2019 would see Temme represent his state of Western Australia for the first time at a National Championships. Finishing in 24th place in the Australian Masters event, Temme would also bowl 18 games in the Walter Rachuig Trophy Tournament. A vital part in the silver winning men’s team, Ken would narrowly miss being named an All-Star after finishing sixth in the individual standings. He would finish his first nationals by receiving the Chairman’s Award which was a ‘surprise and huge honour’.
His obvious connection at Bunbury Tenpin has helped Ken realise the opportunities that exist to develop his game. Largely crediting his recent improvement in his game to two things that centre around the high-level coaching courses that TBA has ran recently.
The first is his coach Rick Laherty and his recent upgrade in coaching credentials to silver. The second being Ken’s decision to become a bronze coach himself. Both opportunities that were made only possible after completing them at a recent offering of the accredited coaching courses in WA.
“Rick has put a lot of time and effort into helping me better my game, keeping focused and reducing mental pressure” explained Temme. “The bronze coaching course has helped me better understand the science of bowling”.
Now, like his mum, Ken has decided to give back to the sport he loves by becoming a Lane Ranger for his centres Bowl Patrol programs.

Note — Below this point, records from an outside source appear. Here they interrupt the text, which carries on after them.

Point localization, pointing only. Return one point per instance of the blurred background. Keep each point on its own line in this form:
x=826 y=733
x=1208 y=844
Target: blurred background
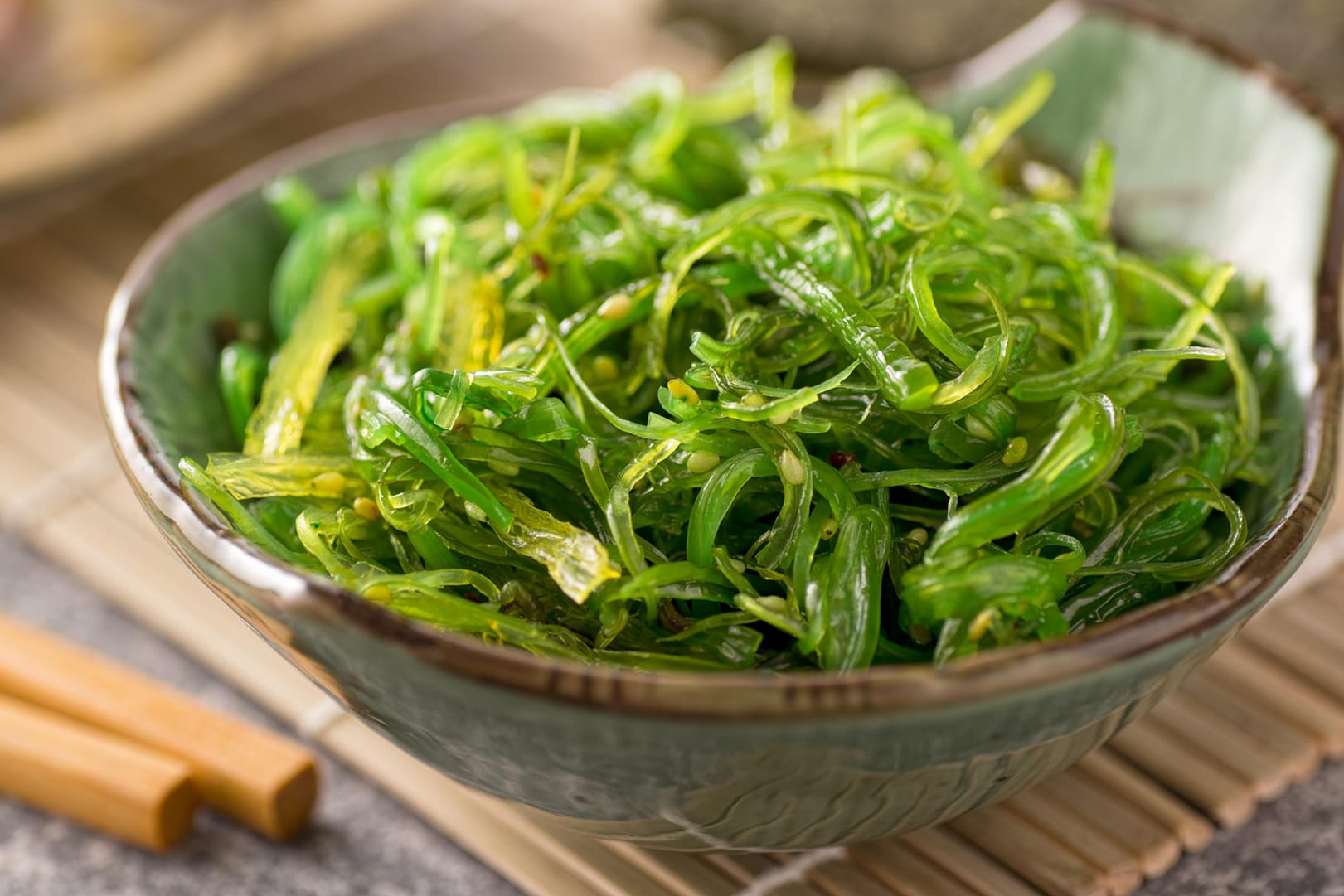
x=95 y=93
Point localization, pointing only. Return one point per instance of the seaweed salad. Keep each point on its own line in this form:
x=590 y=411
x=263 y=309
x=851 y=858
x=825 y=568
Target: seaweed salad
x=714 y=380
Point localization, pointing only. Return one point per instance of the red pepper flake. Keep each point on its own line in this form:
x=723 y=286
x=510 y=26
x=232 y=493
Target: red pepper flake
x=840 y=458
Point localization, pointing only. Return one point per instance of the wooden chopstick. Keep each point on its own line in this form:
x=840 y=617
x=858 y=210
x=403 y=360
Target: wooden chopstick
x=245 y=772
x=95 y=778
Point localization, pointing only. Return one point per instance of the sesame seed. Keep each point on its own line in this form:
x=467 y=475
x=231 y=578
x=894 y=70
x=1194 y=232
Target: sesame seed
x=1015 y=452
x=701 y=461
x=616 y=308
x=976 y=428
x=682 y=391
x=792 y=469
x=503 y=467
x=980 y=623
x=605 y=368
x=329 y=482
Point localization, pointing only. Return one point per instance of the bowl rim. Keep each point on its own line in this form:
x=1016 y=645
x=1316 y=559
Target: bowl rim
x=750 y=695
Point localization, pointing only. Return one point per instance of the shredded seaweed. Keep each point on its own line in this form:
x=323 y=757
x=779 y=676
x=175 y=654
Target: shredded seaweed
x=716 y=382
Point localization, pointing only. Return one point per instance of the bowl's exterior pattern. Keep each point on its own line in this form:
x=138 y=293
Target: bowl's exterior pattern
x=709 y=783
x=745 y=764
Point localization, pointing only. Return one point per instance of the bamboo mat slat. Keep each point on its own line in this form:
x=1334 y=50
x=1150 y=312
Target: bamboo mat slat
x=1259 y=716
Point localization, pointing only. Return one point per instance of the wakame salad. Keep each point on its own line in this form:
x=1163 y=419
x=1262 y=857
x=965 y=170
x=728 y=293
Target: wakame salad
x=714 y=380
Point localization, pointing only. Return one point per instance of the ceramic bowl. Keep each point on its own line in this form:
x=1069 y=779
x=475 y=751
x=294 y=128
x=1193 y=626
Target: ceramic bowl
x=1214 y=151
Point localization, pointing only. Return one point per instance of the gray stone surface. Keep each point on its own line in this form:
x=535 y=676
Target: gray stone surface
x=363 y=844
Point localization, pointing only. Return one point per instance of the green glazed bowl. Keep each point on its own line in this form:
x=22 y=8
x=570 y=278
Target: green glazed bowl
x=1212 y=151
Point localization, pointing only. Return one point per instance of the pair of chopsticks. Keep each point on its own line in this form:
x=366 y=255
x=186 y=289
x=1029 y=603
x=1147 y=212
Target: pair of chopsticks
x=101 y=744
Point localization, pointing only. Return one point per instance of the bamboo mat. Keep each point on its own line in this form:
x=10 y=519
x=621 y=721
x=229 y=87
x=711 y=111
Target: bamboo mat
x=1259 y=718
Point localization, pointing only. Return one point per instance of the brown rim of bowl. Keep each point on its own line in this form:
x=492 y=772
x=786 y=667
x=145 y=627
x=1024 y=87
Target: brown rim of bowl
x=749 y=695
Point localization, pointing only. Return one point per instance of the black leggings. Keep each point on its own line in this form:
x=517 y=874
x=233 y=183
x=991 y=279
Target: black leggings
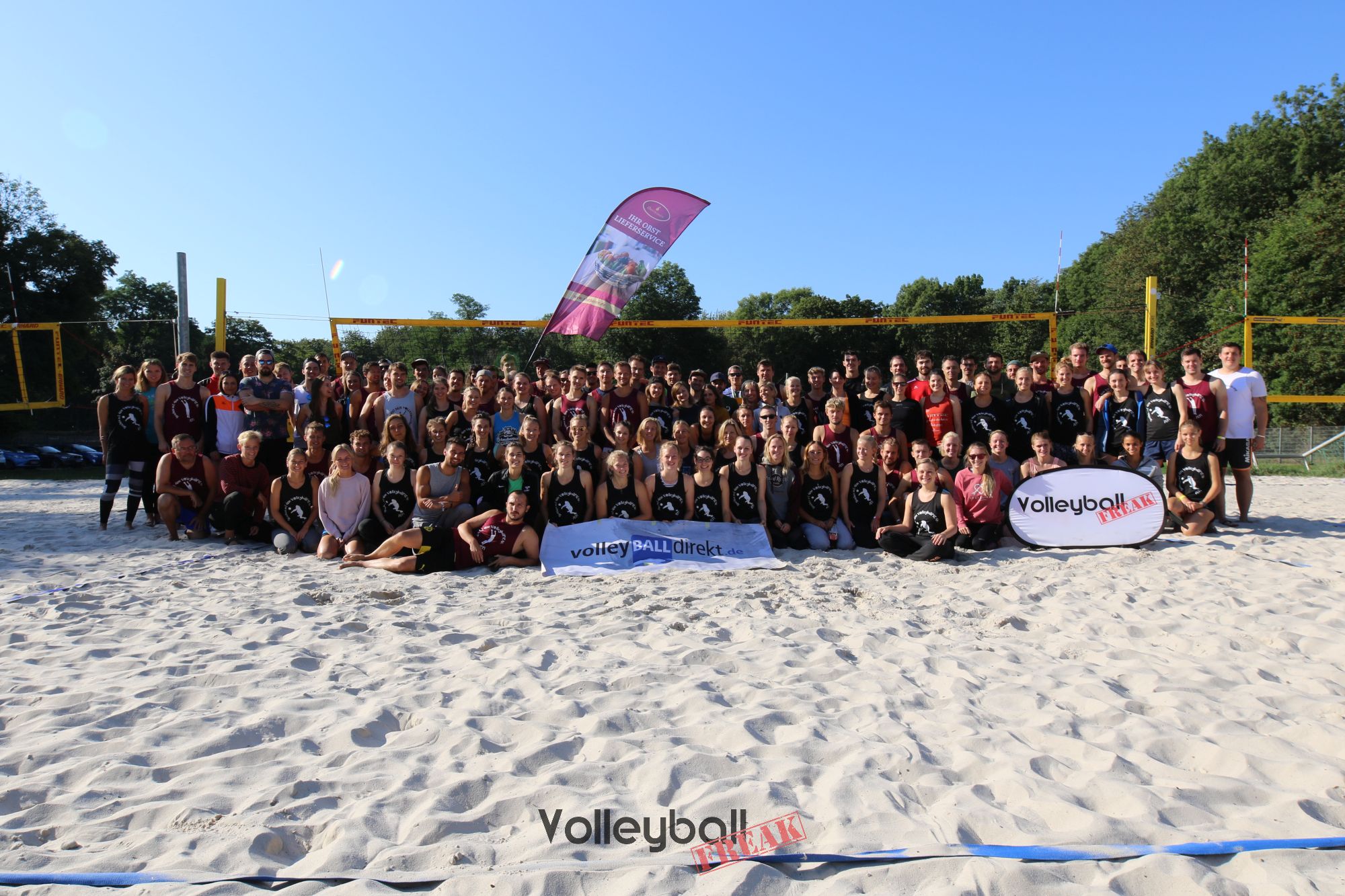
x=984 y=537
x=236 y=514
x=120 y=467
x=863 y=533
x=149 y=489
x=794 y=538
x=372 y=533
x=915 y=546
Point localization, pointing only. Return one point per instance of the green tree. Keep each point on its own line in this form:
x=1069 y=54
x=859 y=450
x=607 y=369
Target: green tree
x=57 y=275
x=130 y=337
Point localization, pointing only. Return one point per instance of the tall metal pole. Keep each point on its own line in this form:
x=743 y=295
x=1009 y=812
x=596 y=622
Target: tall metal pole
x=1245 y=276
x=1061 y=252
x=184 y=322
x=14 y=303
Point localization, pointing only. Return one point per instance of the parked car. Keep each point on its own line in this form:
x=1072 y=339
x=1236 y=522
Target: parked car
x=50 y=456
x=14 y=459
x=91 y=455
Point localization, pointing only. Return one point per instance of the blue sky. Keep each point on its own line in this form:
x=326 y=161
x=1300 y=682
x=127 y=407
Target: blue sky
x=440 y=149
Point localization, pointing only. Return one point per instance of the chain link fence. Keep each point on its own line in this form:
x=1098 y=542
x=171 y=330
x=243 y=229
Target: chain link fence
x=1292 y=442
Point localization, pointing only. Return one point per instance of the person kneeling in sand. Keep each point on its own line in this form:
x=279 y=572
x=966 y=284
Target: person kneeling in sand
x=492 y=538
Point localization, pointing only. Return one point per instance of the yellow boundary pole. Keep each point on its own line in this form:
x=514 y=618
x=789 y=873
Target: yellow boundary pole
x=54 y=329
x=1151 y=317
x=220 y=314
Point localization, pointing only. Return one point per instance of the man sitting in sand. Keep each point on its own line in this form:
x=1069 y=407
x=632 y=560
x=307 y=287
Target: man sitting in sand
x=492 y=538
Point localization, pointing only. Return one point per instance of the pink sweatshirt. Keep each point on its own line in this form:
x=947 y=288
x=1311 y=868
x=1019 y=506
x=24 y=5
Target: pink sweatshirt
x=973 y=505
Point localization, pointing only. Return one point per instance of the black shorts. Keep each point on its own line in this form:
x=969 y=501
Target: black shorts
x=1237 y=454
x=438 y=552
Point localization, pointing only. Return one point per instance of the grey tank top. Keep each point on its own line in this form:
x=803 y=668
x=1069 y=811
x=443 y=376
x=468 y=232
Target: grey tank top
x=440 y=485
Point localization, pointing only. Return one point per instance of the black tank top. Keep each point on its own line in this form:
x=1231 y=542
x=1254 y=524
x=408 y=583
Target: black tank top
x=1069 y=416
x=479 y=466
x=820 y=498
x=1161 y=416
x=535 y=460
x=1024 y=420
x=983 y=421
x=396 y=499
x=128 y=423
x=622 y=503
x=623 y=409
x=669 y=501
x=462 y=428
x=927 y=516
x=1194 y=477
x=864 y=494
x=1122 y=417
x=587 y=459
x=707 y=502
x=743 y=494
x=297 y=505
x=665 y=416
x=567 y=502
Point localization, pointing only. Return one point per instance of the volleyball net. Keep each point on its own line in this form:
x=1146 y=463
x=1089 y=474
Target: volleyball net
x=465 y=343
x=32 y=366
x=1303 y=353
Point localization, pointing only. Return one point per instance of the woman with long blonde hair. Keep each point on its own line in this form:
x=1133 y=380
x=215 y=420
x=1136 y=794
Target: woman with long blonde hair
x=344 y=501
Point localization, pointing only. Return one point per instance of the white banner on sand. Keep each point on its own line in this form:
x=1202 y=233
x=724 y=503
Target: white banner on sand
x=1087 y=507
x=611 y=546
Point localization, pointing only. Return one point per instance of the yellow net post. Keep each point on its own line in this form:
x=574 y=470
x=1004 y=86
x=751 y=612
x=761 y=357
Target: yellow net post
x=1311 y=322
x=26 y=403
x=220 y=314
x=1151 y=317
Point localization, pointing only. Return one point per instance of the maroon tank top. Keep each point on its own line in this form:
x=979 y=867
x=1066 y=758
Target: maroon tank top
x=837 y=446
x=193 y=479
x=185 y=412
x=1204 y=409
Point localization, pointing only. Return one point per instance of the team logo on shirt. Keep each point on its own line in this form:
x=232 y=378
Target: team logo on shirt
x=298 y=507
x=184 y=408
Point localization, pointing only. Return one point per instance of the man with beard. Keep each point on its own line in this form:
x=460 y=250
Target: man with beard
x=492 y=538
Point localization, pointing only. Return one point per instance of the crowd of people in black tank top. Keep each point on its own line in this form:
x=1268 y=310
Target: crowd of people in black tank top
x=420 y=469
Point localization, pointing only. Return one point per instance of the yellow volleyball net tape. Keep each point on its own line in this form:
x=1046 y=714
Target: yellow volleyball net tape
x=1311 y=322
x=36 y=357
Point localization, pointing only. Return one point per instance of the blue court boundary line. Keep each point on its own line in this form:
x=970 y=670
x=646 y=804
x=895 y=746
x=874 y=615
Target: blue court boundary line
x=1116 y=852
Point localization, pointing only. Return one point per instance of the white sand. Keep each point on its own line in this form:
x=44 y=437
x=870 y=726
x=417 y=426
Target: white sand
x=254 y=712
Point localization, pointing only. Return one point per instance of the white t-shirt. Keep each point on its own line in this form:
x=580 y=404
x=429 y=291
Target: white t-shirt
x=1243 y=385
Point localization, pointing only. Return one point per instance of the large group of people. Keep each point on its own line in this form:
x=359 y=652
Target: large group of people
x=422 y=469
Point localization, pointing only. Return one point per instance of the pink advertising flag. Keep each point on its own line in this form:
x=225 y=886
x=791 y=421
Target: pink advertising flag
x=630 y=247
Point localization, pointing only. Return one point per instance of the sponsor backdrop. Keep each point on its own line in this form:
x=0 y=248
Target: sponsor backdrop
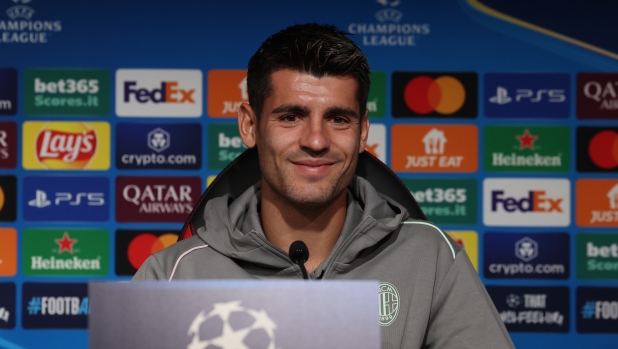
x=500 y=119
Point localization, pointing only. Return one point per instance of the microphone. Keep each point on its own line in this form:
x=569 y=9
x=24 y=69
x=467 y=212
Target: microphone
x=299 y=254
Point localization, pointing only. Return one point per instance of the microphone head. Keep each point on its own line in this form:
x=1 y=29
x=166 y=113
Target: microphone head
x=299 y=253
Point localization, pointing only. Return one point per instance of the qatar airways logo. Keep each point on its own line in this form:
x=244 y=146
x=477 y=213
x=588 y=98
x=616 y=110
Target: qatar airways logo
x=156 y=199
x=159 y=92
x=526 y=202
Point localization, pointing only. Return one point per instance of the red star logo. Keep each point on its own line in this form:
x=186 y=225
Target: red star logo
x=371 y=148
x=66 y=243
x=526 y=140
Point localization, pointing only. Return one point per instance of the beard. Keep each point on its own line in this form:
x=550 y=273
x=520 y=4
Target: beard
x=308 y=193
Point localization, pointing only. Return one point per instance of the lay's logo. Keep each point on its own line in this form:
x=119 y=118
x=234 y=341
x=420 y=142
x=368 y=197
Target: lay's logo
x=526 y=202
x=66 y=145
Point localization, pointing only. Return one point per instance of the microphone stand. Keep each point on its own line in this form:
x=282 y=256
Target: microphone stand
x=299 y=254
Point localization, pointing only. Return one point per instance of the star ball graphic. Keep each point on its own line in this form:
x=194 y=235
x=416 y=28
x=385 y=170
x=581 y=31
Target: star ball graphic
x=260 y=328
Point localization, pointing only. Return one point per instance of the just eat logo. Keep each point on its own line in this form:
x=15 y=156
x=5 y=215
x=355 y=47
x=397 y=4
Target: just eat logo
x=526 y=202
x=159 y=92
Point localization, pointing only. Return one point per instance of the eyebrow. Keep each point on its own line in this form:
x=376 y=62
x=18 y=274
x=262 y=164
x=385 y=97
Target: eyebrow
x=299 y=109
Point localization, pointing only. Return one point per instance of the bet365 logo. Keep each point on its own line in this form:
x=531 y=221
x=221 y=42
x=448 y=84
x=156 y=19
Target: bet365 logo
x=66 y=92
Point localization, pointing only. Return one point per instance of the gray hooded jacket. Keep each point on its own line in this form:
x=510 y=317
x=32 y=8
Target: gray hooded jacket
x=442 y=302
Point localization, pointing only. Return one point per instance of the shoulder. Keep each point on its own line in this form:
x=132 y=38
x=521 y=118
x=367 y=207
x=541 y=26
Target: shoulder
x=429 y=235
x=427 y=244
x=163 y=264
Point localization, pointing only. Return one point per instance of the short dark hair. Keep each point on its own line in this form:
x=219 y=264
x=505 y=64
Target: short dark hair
x=316 y=49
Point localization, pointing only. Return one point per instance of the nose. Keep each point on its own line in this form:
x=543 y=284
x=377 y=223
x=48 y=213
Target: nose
x=315 y=137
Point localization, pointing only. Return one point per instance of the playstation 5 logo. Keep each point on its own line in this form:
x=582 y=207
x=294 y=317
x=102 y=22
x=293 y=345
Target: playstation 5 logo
x=40 y=200
x=501 y=97
x=4 y=314
x=91 y=199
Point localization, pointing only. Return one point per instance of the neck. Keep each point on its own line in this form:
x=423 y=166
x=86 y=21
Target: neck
x=319 y=228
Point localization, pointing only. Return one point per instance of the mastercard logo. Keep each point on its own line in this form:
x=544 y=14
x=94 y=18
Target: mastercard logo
x=603 y=149
x=444 y=95
x=144 y=245
x=435 y=94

“The program is great!” said Ken. “It’s a great opportunity for children to get into bowling and learn more about it. It teaches kids new skills and techniques in a fun and exciting way. Seeing the kids do well and progress further through the levels – seeing their smiling faces when they receive a coloured wrist band to make their level of achievement – that’s what it’s all about!”.
Above the customer service desk at Bunbury lives a chalkboard with lots of writing on it. Its titled – “Local Legends – bowl a 180 game or more and receive 1 free game and become a legend”. An initiative that was started by Ken – for locals to get noticed.
“Its great to see people try to get on the board to win a free game” said Linda.
The achievement from Ken has made management realise it might be time for another piece of recognition to lie within the walls at Bunbury Tenpin.
“I would love to do something to display Ken’s and the centres first 300 here” explained Linda.
Congratulations to Ken Temme on his 300-game achievement! Some good news in a strange year!